By STEVEN NALLEY
When Deep South Pout held its ribbon cutting and grand opening on Sept. 2, it was literally twice the boutique it was at its less formal opening June 11.
Nicole Oswalt, co-owner of Deep South Pout, said within three weeks of the opening, it became clear Deep South Pout needed to expand. The store was already crowded this summer, she said, even without Mississippi State University students in town.
“A lot of women don’t like to be crowded when they’re shopping,” Oswalt said. “It was a cute, precious little shop, but once you get more than five people in our small little store that we had at the time, it was crowded. Obviously, the more room we had, the more merchandise we could put out. We realized, we felt like, that God just opened that opportunity for us to rent the suite next door.”
On August 29, less than three months after opening, Deep South Pout expanded its location at the corner of University Drive and Montgomery Street, making more of its unique collection of locally-made, affordable fashion available to Starkville and MSU shoppers.
Technically, the expansion marks the second time Deep South Pout has grown. It began in November 2010, Oswalt said, as a booth inside Savvy Spaces, a Columbus marketplace with 15 small store fronts under a single roof. Deep South Pout still has this booth, Oswalt said.

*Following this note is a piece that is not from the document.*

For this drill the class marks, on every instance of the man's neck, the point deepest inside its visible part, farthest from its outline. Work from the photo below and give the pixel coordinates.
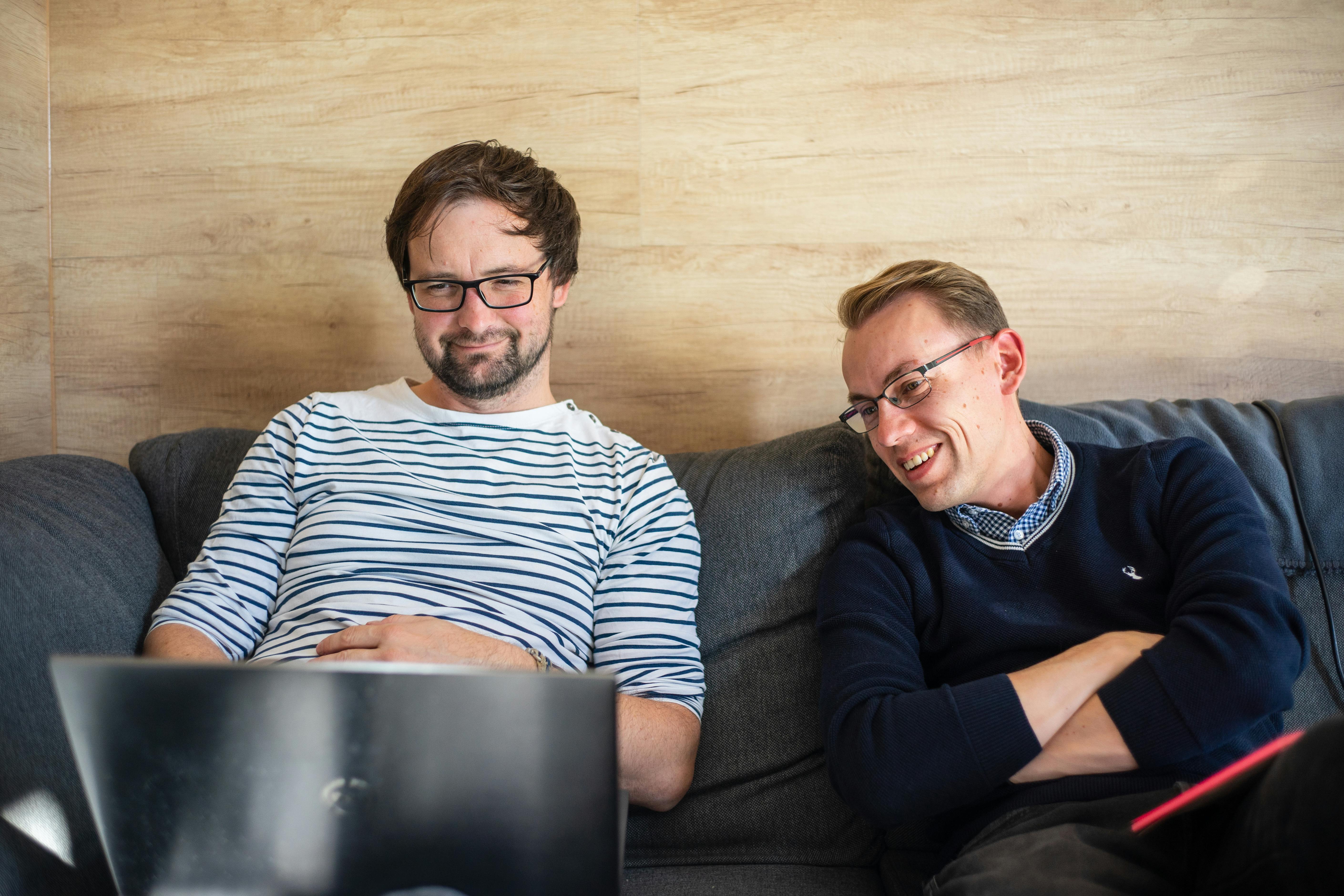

When Oswalt and fellow owner Shannon Stoker looked into renting a full store suite, Oswalt said their husbands, Justin Oswalt and Jason Stoker, helped with the research into the best locations. Oswalt said she was grateful for their help with both this research and with a lot of the construction work that went into giving Deep South Pout its unique character. For instance, she said, the aged tin on the wall that once separated the original store from its expansion was a gift from Justin’s grandfather.

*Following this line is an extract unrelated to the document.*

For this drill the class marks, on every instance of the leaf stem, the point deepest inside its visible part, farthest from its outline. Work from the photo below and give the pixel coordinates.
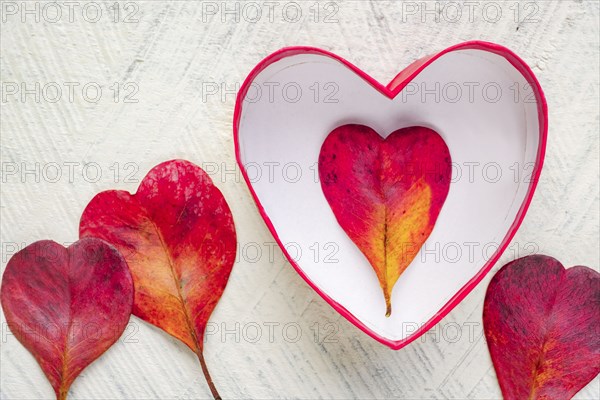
(209, 381)
(62, 394)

“So that didn’t cost us anything, and he was proud to let us put his stuff in our building,” Oswalt said. “It just really gave it character. You can’t find old tin, you just can’t. If you wanted to buy it, you just couldn’t find it.
“We really try to keep our costs low,” Oswalt added. “Justin and Jason built, along with the help of some friends, the whole inside, painted everything, trimmed out everything, did everything themselves, just to save on money. We’ve been keeping our monthly overhead pretty low, because you never know what a business will do. You never know if it will take off or it’s not going anywhere.”
Fortunately, Oswalt said, Deep South Pout did take off.
“We just had such a warm welcoming from Starkville,” Oswalt said. “Friends and family, of course, helped get the word of mouth out. God has blessed us so much with customers, repeat customers and new customers that it was just so cramped in our small little area that we needed to consider renting out the suite beside us, which actually was vacant, which was a miracle in itself.”
Oswalt said she and Stoker have tried to make Deep South Pout the kind of place they would like to shop by providing affordable clothing and accessories and selling goods from Mississippi providers whenever possible. For example, Oswalt said, Christy Henderson in Jackson not only makes bracelets for sale in the store but also artwork hanging on its walls. She said Deep South Pout also features candles and soap from Item 13 in Columbus, copper and leather jewelry from LoLeigh’s in Brandon, leather and pearl necklaces and bracelets from Barb’s Blessings in Houston, and handmade headbands, among other things, from Blue Gertrude in Jackson.
“(Blue Gertrude does) a little bit of everything, actually, but their main thing is their earrings,” Oswalt said. “They make gorgeous handmade earrings, hats, purses and belts. Everything is handmade by them.”
Oswalt said she is always looking for new opportunities to sell local goods. She said she encourages local product designers to come to Deep South Pout to show her their wares, and she continually looks for local substitutes for goods she currently buys elsewhere.
“For example, we have the tailgating glasses that are mason jars,” Oswalt said. “I know that we have vendors from Mississippi that we can buy those from. I just haven’t found then yet, so I’ve had to order mine from North Carolina. I’d really much rather buy local here in Mississippi.”